Menurut Ajat, 100 pembangunan program Rutilahu tersebut, tersebar di lima desa yang ada di empat kecamatan di wilayah Kabupaten Sukabumi. Yakni, 1 desa di Kecamatan Cibadak, 1 desa di Kecamatan Cicantayan, 1 desa di Kecamatan Cisaat dan 2 desa diantaranya di wilayah Kecamatan Sukaraja.
“Dalam satu unitnya, nanti warga akan mendapatkan bantuan sebsar Rp20 juta. Nah, itu rinciannya Rp17.500.000 untuk bahan bangunan, Rp2 juta juta untuk upah kerja dan Rp500 ribu untuk operasional dan administrasi LPM atau Lembaga Pemberdayaan Masyarakat yang ada di lingkungan pemerintah desa,” tuturnya.
Baca Juga: Dua Desa di Sagaranten Dapat Bantuan 12 Unit Rutilahu dari Disperkim Sukabumi
Ratusan warga yang mendapatkan bantuan program Rutilahu dari APBD Provinsi Jabar ini, difokuskan untuk kawasan kumuh.
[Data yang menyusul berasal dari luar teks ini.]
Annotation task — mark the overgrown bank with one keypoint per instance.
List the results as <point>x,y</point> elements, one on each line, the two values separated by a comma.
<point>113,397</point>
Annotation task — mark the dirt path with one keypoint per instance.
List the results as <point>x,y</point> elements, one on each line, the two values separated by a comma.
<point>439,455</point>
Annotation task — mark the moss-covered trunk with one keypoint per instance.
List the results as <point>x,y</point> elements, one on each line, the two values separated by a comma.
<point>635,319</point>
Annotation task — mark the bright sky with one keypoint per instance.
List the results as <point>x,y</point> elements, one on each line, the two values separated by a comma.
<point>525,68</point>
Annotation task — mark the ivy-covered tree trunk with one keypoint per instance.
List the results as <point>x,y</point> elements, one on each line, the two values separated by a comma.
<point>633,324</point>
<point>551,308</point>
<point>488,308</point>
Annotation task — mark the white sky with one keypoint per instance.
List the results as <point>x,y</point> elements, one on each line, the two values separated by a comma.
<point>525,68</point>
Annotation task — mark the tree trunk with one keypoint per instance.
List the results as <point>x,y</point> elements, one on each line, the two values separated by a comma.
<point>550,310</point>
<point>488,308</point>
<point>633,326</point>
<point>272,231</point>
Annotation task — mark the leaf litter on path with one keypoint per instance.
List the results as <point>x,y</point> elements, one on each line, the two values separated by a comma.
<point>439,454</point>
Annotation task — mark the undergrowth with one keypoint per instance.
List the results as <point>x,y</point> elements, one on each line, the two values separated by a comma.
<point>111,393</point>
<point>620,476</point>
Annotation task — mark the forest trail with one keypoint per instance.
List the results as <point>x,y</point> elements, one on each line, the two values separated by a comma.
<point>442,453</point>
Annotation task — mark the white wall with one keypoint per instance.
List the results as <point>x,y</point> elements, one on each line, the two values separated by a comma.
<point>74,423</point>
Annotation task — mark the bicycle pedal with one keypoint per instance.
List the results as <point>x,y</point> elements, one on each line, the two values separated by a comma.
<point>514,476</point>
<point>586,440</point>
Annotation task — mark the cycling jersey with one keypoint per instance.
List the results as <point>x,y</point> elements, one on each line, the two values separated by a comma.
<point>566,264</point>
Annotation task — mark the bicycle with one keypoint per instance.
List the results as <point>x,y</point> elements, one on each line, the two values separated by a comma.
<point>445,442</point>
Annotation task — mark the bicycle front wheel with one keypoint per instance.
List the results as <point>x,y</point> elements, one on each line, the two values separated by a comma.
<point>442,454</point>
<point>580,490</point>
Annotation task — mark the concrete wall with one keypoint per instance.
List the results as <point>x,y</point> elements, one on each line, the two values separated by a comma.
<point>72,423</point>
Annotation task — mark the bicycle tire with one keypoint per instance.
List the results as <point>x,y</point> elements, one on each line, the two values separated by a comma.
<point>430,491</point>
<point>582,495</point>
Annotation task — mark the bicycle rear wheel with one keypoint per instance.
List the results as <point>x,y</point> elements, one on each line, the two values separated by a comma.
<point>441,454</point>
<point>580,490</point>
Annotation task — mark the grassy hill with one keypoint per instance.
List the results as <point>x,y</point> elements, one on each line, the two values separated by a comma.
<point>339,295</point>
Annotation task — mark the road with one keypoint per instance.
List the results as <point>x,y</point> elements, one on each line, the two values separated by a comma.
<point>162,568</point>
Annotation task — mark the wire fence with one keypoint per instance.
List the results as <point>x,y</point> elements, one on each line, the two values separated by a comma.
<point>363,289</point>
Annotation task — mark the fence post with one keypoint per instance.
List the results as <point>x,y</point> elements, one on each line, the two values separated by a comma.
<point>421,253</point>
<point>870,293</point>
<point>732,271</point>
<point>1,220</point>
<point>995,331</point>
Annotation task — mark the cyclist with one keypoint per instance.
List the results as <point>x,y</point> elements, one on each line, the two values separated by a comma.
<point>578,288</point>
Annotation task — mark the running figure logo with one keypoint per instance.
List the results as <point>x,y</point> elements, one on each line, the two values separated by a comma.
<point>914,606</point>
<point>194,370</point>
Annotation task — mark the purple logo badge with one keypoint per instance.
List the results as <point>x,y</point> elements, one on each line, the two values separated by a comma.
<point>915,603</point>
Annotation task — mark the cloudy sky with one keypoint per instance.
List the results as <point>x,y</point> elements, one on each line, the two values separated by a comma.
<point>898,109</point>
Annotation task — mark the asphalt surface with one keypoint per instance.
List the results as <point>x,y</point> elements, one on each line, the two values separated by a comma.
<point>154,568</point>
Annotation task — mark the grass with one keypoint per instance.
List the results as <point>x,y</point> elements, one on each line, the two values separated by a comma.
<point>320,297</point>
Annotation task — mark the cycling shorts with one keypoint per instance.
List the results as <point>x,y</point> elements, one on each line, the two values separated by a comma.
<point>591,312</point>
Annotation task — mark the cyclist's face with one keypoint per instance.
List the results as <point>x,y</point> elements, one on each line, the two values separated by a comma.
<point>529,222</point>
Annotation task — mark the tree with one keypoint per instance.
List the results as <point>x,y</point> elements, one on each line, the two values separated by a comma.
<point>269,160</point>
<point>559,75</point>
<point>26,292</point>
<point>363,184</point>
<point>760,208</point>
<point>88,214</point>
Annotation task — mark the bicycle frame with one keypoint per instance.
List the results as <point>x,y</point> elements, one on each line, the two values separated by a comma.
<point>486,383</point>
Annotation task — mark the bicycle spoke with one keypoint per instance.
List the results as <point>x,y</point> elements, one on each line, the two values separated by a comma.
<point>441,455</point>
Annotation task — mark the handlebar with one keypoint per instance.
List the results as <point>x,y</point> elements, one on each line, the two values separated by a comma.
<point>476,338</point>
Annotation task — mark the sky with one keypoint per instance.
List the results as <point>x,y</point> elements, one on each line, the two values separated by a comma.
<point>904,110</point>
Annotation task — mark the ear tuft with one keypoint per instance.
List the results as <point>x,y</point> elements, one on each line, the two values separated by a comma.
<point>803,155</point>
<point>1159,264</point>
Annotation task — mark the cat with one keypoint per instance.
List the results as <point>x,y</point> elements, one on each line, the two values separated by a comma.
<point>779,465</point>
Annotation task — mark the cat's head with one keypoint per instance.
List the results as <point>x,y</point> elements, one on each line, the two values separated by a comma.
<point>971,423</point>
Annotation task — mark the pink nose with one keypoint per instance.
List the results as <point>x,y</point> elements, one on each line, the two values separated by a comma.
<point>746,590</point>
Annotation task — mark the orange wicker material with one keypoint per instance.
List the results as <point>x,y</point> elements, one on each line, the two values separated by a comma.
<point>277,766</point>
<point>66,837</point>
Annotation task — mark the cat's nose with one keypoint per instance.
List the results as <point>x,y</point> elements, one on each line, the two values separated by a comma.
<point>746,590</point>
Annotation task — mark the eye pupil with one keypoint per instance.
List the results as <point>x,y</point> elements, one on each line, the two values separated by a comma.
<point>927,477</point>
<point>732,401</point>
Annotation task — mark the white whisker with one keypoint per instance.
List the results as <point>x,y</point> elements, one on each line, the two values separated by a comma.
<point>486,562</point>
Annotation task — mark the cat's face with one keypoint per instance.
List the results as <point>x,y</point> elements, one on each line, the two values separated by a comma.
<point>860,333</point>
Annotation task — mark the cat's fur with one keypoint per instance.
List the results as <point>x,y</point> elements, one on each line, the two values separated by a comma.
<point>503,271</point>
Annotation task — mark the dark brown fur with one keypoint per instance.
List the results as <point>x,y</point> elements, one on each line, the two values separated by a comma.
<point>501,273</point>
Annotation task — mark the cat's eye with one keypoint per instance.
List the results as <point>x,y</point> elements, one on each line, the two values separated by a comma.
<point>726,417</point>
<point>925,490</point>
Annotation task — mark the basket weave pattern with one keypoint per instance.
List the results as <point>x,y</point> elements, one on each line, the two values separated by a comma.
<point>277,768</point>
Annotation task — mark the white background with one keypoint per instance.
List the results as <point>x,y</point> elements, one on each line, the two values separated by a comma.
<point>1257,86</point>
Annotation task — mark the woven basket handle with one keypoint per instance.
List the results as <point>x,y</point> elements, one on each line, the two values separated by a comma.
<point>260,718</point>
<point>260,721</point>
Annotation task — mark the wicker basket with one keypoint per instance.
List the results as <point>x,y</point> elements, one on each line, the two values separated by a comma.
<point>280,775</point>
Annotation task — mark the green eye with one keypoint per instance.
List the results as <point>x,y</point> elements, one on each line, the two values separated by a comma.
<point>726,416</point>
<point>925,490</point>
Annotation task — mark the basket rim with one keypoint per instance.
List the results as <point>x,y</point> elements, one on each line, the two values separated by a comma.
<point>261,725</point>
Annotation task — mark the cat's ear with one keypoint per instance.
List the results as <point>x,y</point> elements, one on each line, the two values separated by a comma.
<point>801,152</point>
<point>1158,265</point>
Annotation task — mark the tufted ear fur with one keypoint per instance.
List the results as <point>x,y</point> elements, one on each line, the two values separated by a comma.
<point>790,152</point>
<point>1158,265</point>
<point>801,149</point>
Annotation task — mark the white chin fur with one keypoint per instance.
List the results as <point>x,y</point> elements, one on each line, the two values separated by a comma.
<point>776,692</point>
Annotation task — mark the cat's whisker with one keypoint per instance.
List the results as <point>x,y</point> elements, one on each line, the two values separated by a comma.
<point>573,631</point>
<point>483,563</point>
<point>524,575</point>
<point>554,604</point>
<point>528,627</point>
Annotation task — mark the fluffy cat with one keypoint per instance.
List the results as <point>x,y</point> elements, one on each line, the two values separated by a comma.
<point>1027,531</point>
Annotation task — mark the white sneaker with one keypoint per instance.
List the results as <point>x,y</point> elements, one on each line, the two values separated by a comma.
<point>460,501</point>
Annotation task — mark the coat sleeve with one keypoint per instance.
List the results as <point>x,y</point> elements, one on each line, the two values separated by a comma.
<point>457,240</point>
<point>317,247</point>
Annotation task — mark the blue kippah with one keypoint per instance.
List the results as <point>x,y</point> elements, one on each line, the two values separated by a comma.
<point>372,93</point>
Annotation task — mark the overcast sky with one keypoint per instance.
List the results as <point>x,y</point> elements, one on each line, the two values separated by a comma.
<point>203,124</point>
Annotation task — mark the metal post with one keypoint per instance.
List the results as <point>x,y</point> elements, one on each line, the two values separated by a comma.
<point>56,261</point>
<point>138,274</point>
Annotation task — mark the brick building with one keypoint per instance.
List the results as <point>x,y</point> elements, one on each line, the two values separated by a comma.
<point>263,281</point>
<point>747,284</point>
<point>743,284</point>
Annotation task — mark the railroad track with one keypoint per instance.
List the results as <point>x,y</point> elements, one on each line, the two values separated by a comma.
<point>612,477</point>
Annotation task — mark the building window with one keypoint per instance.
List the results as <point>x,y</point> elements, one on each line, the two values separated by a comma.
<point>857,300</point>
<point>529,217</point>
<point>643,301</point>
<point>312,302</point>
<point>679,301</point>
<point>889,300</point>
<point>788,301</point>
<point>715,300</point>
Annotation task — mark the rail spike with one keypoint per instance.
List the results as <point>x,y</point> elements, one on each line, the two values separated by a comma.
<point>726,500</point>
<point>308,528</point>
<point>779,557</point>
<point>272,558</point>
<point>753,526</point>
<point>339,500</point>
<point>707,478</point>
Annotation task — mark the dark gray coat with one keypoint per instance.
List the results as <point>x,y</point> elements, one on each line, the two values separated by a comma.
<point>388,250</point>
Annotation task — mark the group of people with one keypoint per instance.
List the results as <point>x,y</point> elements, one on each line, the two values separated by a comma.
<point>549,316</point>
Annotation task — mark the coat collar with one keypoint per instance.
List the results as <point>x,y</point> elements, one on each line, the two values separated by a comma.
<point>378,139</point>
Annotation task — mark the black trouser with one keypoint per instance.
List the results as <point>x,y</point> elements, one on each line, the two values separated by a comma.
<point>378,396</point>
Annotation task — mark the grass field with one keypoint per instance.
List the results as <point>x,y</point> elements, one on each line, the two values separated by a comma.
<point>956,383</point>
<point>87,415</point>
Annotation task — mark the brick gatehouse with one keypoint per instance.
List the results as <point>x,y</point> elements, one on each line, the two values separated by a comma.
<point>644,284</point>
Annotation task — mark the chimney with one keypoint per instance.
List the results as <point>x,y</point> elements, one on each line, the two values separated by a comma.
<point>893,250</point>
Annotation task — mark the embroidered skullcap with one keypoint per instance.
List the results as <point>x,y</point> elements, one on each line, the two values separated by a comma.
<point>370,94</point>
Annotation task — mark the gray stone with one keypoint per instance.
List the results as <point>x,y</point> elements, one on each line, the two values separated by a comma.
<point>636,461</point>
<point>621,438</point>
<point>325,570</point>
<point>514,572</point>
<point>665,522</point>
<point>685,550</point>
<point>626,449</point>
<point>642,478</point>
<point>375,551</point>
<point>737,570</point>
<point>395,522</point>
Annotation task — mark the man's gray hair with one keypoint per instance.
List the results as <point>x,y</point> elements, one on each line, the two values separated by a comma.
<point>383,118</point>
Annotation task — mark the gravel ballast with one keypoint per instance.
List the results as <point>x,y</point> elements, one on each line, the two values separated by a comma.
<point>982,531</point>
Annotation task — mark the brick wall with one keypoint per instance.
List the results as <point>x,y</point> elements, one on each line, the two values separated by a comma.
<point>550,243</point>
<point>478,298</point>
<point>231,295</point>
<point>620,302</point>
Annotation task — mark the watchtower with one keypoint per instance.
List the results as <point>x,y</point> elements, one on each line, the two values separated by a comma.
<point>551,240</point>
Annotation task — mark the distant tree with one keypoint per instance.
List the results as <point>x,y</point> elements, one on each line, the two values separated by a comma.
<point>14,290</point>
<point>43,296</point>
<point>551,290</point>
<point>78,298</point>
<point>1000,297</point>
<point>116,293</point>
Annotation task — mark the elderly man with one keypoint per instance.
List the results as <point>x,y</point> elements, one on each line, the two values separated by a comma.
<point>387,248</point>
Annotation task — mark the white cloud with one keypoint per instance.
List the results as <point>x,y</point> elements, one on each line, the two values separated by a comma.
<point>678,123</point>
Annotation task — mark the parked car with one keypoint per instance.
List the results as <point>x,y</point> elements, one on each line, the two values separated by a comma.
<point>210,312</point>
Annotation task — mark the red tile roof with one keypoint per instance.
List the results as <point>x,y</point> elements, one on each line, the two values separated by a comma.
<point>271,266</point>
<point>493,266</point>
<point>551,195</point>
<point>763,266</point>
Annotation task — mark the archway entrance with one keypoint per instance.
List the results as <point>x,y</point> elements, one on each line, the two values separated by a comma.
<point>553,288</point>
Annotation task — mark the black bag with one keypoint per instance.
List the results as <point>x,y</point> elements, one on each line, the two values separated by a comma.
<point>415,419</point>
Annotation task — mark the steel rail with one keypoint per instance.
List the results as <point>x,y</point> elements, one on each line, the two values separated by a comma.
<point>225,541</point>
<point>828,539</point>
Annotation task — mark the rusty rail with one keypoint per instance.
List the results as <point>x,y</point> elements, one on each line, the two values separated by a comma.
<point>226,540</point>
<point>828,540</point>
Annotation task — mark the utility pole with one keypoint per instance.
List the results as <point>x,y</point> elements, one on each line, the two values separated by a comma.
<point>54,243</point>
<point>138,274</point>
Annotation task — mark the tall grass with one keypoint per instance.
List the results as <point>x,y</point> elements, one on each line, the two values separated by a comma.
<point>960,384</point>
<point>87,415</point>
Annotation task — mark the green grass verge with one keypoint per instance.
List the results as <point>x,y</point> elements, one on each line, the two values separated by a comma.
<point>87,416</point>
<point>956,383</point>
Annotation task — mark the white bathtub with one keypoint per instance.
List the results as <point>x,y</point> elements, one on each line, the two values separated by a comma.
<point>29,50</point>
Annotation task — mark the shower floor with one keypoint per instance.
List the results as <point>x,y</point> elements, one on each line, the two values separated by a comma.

Ajat menuturkan, bahwa penyelesaian kawasan pemukiman kumuh ini, dilakukan berdasarkan SK Gubernur Jabar Nomor 633 Tahun 2022 yang luasan wilayahnya antara 10 sampai 15 hektare dan harus tertuntaskan.
Lebih lanjut Ajat menjelaskan, bahwa kategori warga yang mendapatkan bantuan tersebut, terlebih dahulu harus dilihat dari 3 aspek. Yakni, aspek keselamatan bangunan. Ia mencontohkan, jika bangunannya tidak menggunakan konstruksi yang kuat, maka bangunan itu dinilai tidak layak huni.
Sementara, untuk aspek kedua dilihat dari sisi kecukupan luas ruang. Menurutnya, jika rumahnya kecil dan luasannya kurang dari ketentuan Undang – Undang Nomor 1 tahun 2011 tentang kecukupan luas ruang. Dimana, rasio per jiwa-nya harus memiliki luasan 9 meter persegi.
“Kalau kurang dari itu, luasannya bisa dimasukan pada kategori tidak layak huni. Jadi, bila semisal ada 6 jiwa di dalam rumah itu, maka luas bangunan rumahnya 6 x 9 meter. Maka, luas bangunannya harus 54 meter persegi. Kalau lahanya sedikit, maka solusi bangunannya harus di naikan bertingkat ke atas,” ujarnya.
“Nah, terakhir itu adalah aspek kesehatan, kalau penghawaan dan pencahayaan kurang, kemudian tidak ada sanitasi dan tidak ada jamban keluarga, dan tidak ada spiteng, maka itu juga dinilai tidak layak huni,” pungkasnya.